Nun, da die Stasi-Unterlagenbehörde nur noch als ein „lame duck“ erscheint,
ist angesichts der vielen Stiftungsabhängigen gar keine Kritik mehr an
ihrer Tätigkeit zu erwarten. Niemand scheint mehr da zu sein, der die
Stiftung an ihren eigentlichen gesetzlichen Auftrag erinnern könnte:
öffentliche Gelder für die „gesellschaftliche“ – nicht wissenschaftlich…
Aufarbeitung zu verteilen. Tatsächlich soll von der Geschichtspolitik also
der Schritt zur Geschichtswissenschaft getan werden.
Der Stiftungsherausgeber des Bandes hat das geschickt eingefädelt. Er
bittet die Mitglieder seines „Beirates Wissenschaft“ um Statements zu einem
„Gutachten“. Herauskommt dabei, dass altbekannte Platzhirsche ihre
hinlänglich bekannten Positionen vertreten. Was hat die Stiftung daran
gehindert, mal innovativ zu sein, und statt der Torwächter und
Platzanweiser, der Rentner oder Fast-Rentner mal jene zu fragen, um deren
Zukunft als Forscher und Forscherinnen es eigentlich geht? Warum sitzen in
Zukunftskommission und Zukunftsausschüssen immer nur die Alten? Warum
entscheiden jene über eine Zukunft, die nicht die ihre sein kann?

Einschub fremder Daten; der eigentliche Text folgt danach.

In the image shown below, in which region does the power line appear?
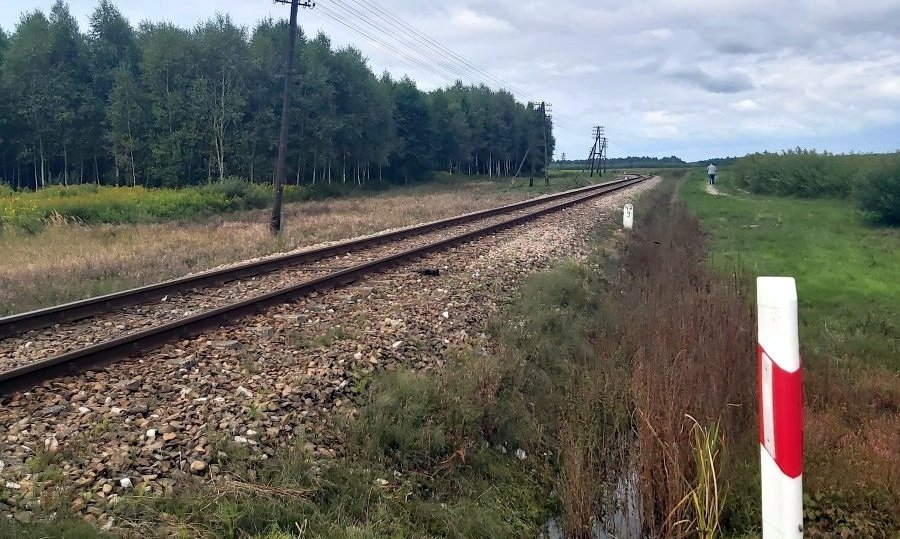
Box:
[318,0,580,135]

Die Autorenzusammenstellung des Bandes ist konventionell, zum Einschlafen
langweilig. Die Stiftung hat so wichtige Akteure auf ihrer Seite: wer
mitmacht, kann nicht kritisieren. Irgendwann scheint dann aufgefallen zu
sein, dass die honorigen Forscherpersönlichkeiten zwar zentrale
Funktionärsposten aufweisen, aber niemand von ihnen einen ostdeutschen
Hintergrund aufweist. Wer kann schon etwas dafür, dass kein ostdeutscher
Zeithistoriker mit irgendeiner Relevanz irgendwo irgendetwas zu sagen hat?
Mählert scheint den Notstand erkannt zu haben und lud als einzigen
ostdeutschen Historiker Matthias Middell aus Leipzig ein. Er versucht, die
DDR im Rahmen der Globalgeschichte zu verorten – keineswegs uninteressant,
aber Middell gehört genau zu jenem universitären Machtkartell, das die
Stiftung für sich zu gewinnen sucht. Das könnte man sogar hinnehmen, wenn
nicht zugleich jene Kritiker der DDR-Geschichtswissenschaft vor 1989, zu
denen nun Middell wahrlich nicht zählte, und der zeithistorischen Forschung
seit 1990 mit ostdeutscher Prägung ausgegrenzt bleiben würden.
## Ein durchsichtiges Unterfangen
Mit anderen Worten: Die wenigen, die den Forschungsgegenstand auch aus
eigener lebensweltlicher Erfahrung (darum geht es so vielen Autoren in
diesem Band!) noch kennen, bleiben außen vor – und zwar allein, weil sie
der Stiftung nicht nützlich sind. Und da auch andere Kritiker, etwa aus dem
SED-Forschungsverbund oder der Gedenkstätte Hohenschönhausen, nicht zu Wort
kommen und man somit ganz bewusst auf deren Expertise, Stellungnahmen und
deren Forschungsperspektiven verzichtet (die man nicht teilen mag, die man
aber debattieren sollte!), wird so das ganze Unterfangen durchsichtig und
intellektuell peinlich. Von der Geschichtspolitik zur Wissenschaft – und es
blieb bei Geschichtspolitik, muss man konstatieren.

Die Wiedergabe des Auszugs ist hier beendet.